How to update your code: If you try to pass a list such as [3, 5, 4, 2] to a model, it will be interpreted as a 1D array of shape (4,) and won’t be accepted. If you meant for it to be interpreted as 1 sample with 4 features, then its shape needs to be changed to (1, 4). (Three options are shown below for how to accomplish this.) If you meant for it to be interpreted as 4 samples with 1 feature, then its shape needs to be changed to (4, 1).

Before:

knn.predict([3, 5, 4, 2]) 

After:

# option 1: pass the data as a nested list, which will be interpreted as having shape (1, 4)
knn.predict([[3, 5, 4, 2]])

# option 2: explicitly change the shape to be (1, 4)
import numpy as np 
knn.predict(np.reshape([3, 5, 4, 2], (1, 4)))

# option 3: explicitly change the first dimension to be 1, let NumPy infer that the second dimension should be 4
knn.predict(np.reshape([3, 5, 4, 2], (1, -1))) 

Related notebook: Training a machine learning model with scikit-learn

Print is no longer a statement

What changed: Starting in Python 3, print is a function rather than a statement.

How to update your code: You need to convert your print statements to functions.

Before:

print X.shape 

After:

print(X.shape) 

Further reading: What’s New In Python 3.0

Many Python 3 functions output iterators instead of lists

What changed: Starting in Python 3, the range and zip functions (among others) return iterators instead of lists.

How to update your code: If you need to output a list, you can explicitly convert the output of range and zip using the list function.

Before:

k_range = range(1, 26) 
print(zip(feature_cols, linreg.coef_)) 

After:

k_range = list(range(1, 26)) 
print(list(zip(feature_cols, linreg.coef_))) 

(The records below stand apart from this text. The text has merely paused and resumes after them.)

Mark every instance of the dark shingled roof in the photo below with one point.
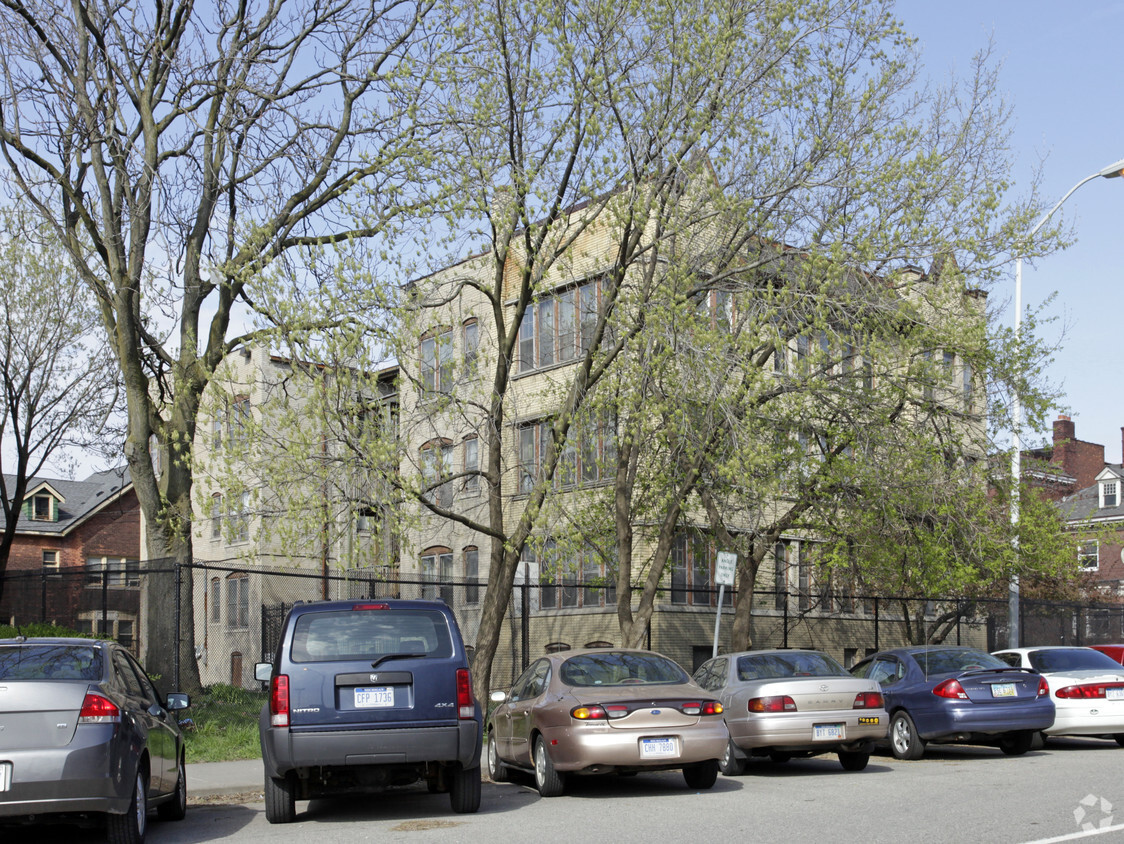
(82, 498)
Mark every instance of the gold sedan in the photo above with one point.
(605, 711)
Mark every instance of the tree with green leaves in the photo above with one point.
(60, 386)
(178, 151)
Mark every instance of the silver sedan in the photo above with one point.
(783, 704)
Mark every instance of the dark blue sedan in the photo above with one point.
(945, 693)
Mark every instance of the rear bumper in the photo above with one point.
(284, 750)
(90, 777)
(794, 731)
(604, 747)
(985, 718)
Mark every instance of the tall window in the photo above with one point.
(237, 601)
(437, 573)
(1088, 555)
(437, 464)
(691, 573)
(437, 361)
(471, 575)
(559, 327)
(780, 573)
(471, 466)
(471, 344)
(217, 516)
(51, 562)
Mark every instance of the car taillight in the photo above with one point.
(465, 707)
(279, 701)
(1087, 691)
(98, 709)
(950, 688)
(589, 713)
(868, 700)
(774, 704)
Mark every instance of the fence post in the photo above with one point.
(175, 656)
(525, 620)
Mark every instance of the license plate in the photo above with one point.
(380, 696)
(658, 747)
(827, 733)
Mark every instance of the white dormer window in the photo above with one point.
(1108, 495)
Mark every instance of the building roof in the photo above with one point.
(76, 500)
(1085, 504)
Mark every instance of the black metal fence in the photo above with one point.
(237, 615)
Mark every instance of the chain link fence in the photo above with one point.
(237, 615)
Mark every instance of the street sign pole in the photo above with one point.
(725, 565)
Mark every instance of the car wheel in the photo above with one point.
(905, 743)
(177, 808)
(497, 771)
(464, 789)
(731, 764)
(1016, 744)
(280, 799)
(129, 828)
(701, 774)
(853, 760)
(549, 781)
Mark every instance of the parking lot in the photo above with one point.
(1073, 789)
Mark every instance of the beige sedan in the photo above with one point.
(791, 702)
(605, 711)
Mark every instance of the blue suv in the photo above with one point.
(365, 695)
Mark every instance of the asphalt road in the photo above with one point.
(1071, 790)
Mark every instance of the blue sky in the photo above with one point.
(1060, 63)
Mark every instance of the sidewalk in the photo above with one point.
(208, 780)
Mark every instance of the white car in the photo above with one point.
(1086, 686)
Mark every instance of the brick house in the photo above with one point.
(1088, 490)
(74, 560)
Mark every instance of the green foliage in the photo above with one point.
(221, 724)
(43, 629)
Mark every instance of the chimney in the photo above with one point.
(1064, 430)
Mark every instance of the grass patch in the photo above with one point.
(221, 724)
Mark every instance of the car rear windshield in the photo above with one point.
(366, 634)
(952, 661)
(50, 662)
(614, 668)
(771, 666)
(1072, 659)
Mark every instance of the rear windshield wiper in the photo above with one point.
(410, 655)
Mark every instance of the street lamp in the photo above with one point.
(1016, 466)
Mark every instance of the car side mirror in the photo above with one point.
(178, 700)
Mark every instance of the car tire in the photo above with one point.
(853, 760)
(731, 764)
(549, 781)
(497, 771)
(905, 743)
(464, 789)
(1016, 744)
(280, 799)
(701, 774)
(177, 808)
(129, 828)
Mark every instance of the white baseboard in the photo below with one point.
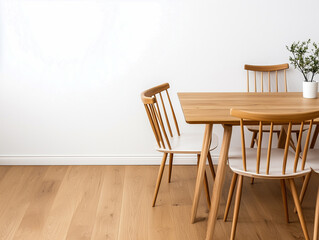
(98, 160)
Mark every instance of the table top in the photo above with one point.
(214, 108)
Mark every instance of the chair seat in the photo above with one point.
(189, 143)
(277, 128)
(276, 161)
(313, 159)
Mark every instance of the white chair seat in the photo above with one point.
(189, 143)
(275, 170)
(313, 159)
(277, 128)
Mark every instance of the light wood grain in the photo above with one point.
(214, 108)
(29, 197)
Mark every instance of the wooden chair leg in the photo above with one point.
(205, 184)
(170, 166)
(252, 180)
(237, 205)
(297, 136)
(230, 195)
(253, 139)
(314, 138)
(159, 178)
(298, 206)
(284, 198)
(252, 144)
(316, 222)
(211, 166)
(303, 189)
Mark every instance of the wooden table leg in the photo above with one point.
(201, 169)
(219, 181)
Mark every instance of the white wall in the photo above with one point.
(71, 71)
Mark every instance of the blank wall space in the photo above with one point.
(71, 72)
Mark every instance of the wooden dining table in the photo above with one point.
(214, 108)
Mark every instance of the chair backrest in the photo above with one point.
(266, 69)
(154, 110)
(273, 119)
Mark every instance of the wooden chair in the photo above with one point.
(313, 162)
(272, 163)
(266, 80)
(153, 100)
(314, 137)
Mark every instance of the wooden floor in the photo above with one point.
(114, 202)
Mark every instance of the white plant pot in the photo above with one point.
(310, 89)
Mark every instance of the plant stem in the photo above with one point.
(300, 68)
(313, 74)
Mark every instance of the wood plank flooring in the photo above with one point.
(114, 202)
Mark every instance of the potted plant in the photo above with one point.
(306, 60)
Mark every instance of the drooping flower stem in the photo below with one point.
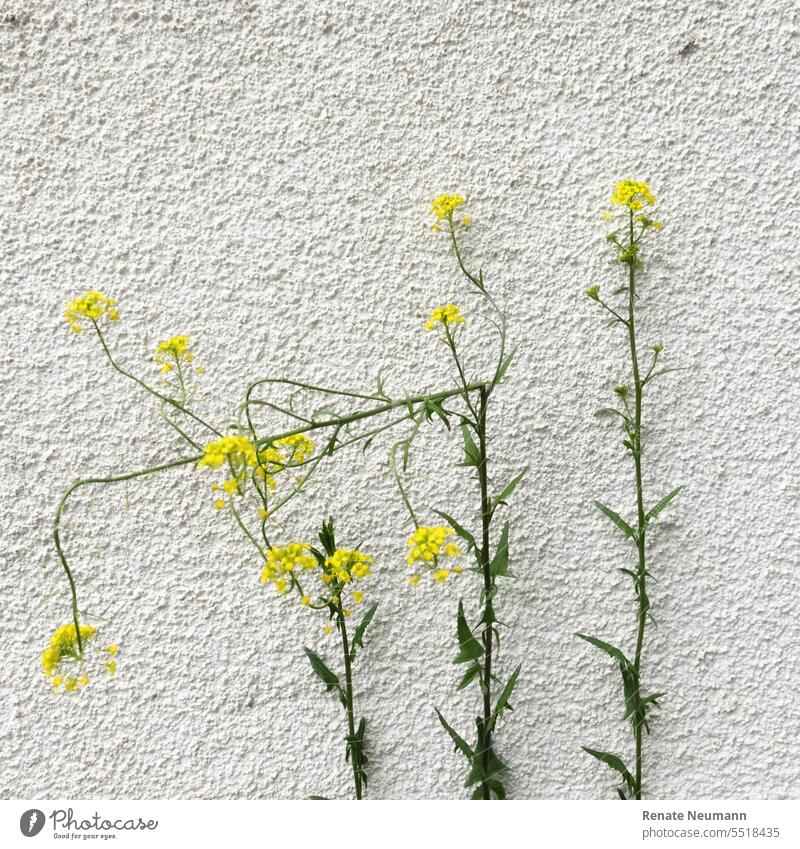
(488, 585)
(478, 645)
(632, 225)
(352, 741)
(641, 524)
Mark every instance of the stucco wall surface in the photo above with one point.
(258, 176)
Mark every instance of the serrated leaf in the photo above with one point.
(501, 372)
(328, 678)
(461, 531)
(616, 519)
(510, 487)
(654, 511)
(497, 788)
(469, 676)
(499, 564)
(613, 651)
(472, 454)
(469, 649)
(460, 743)
(614, 762)
(358, 636)
(502, 702)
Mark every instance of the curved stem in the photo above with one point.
(355, 757)
(60, 509)
(641, 573)
(147, 388)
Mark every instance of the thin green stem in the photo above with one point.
(153, 392)
(60, 509)
(355, 756)
(488, 583)
(641, 574)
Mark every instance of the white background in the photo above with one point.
(258, 176)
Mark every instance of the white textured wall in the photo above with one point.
(257, 175)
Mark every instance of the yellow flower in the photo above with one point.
(238, 449)
(301, 448)
(632, 193)
(283, 561)
(92, 306)
(63, 655)
(445, 205)
(344, 565)
(173, 352)
(446, 316)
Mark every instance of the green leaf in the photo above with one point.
(654, 511)
(460, 743)
(434, 406)
(501, 372)
(329, 678)
(461, 531)
(501, 499)
(469, 648)
(614, 762)
(497, 788)
(472, 454)
(499, 564)
(502, 702)
(616, 519)
(469, 676)
(358, 637)
(606, 647)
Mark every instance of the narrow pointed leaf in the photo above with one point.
(506, 493)
(358, 637)
(461, 744)
(606, 647)
(654, 511)
(469, 648)
(616, 519)
(459, 529)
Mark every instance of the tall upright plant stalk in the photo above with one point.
(627, 238)
(430, 547)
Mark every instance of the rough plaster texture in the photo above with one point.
(257, 175)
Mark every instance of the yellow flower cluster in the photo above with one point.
(445, 205)
(632, 193)
(239, 449)
(345, 565)
(63, 652)
(283, 561)
(91, 305)
(428, 544)
(447, 316)
(173, 352)
(301, 448)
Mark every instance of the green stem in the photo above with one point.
(641, 574)
(60, 509)
(488, 584)
(147, 388)
(355, 756)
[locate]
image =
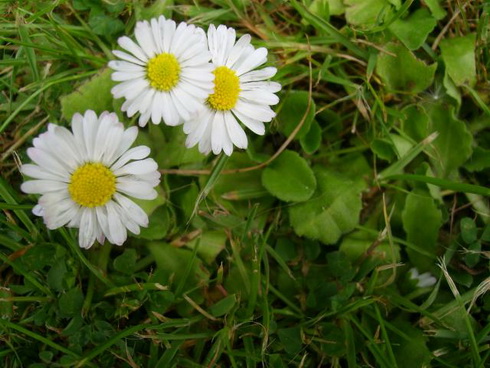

Further reading: Python 3’s range is more powerful than Python 2’s xrange

IPython Notebook is now called Jupyter Notebook

What changed: Starting in late 2015, the official name of the “IPython Notebook” was changed to “Jupyter Notebook”.

Explanation: Originally, IPython was an interactive Python shell, and the IPython Notebook was a browser-based interactive environment that used IPython as its “kernel” (execution environment). Over time, the IPython Notebook gained support for other kernels (such as Julia and R) and thus became language agnostic. The name was changed from “IPython Notebook” to “Jupyter Notebook” to avoid implying that it only supported the Python programming language, though IPython is still the default kernel for the Notebook.

How to update your code: Assuming you have the Jupyter Notebook installed, you should type jupyter notebook at the command line (instead of ipython notebook) to open the Notebook dashboard.

Further reading: The Big Split

Related notebook: Setting up Python for machine learning: scikit-learn and Jupyter Notebook

External datasets have been moved to the GitHub repository

What changed: The code from the video series relied on two external datasets, which have now been moved to the GitHub repository.

Explanation: In the video series, I used two external datasets as examples, and read the files into pandas via URL. One of those files has since been taken offline, and the other file has since been modified, which broke my code. To protect against these problems occurring again, I located the original files, moved them to the GitHub repository, and now refer to them in the code using relative paths.

How to update your code: When reading in the files, refer to them using relative paths (as shown below). Note that this will only work if the data files are on your local machine in a data subdirectory, which can be achieved by cloning or downloading the GitHub repository.

Before:

# read the advertising dataset via URL
url = 'http://www-bcf.usc.edu/~gareth/ISL/Advertising.csv' 
data = pd.read_csv(url, index_col=0)

# read the diabetes dataset via URL
url = 'https://archive.ics.uci.edu/ml/machine-learning-databases/pima-indians-diabetes/pima-indians-diabetes.data' 
pima = pd.read_csv(url, header=None, names=col_names) 

After:

# read the advertising dataset via relative path
path = 'data/Advertising.csv' 
data = pd.read_csv(path, index_col=0)

# read the diabetes dataset via relative path
path = 'data/pima-indians-diabetes.data' 
pima = pd.read_csv(path, header=None, names=col_names)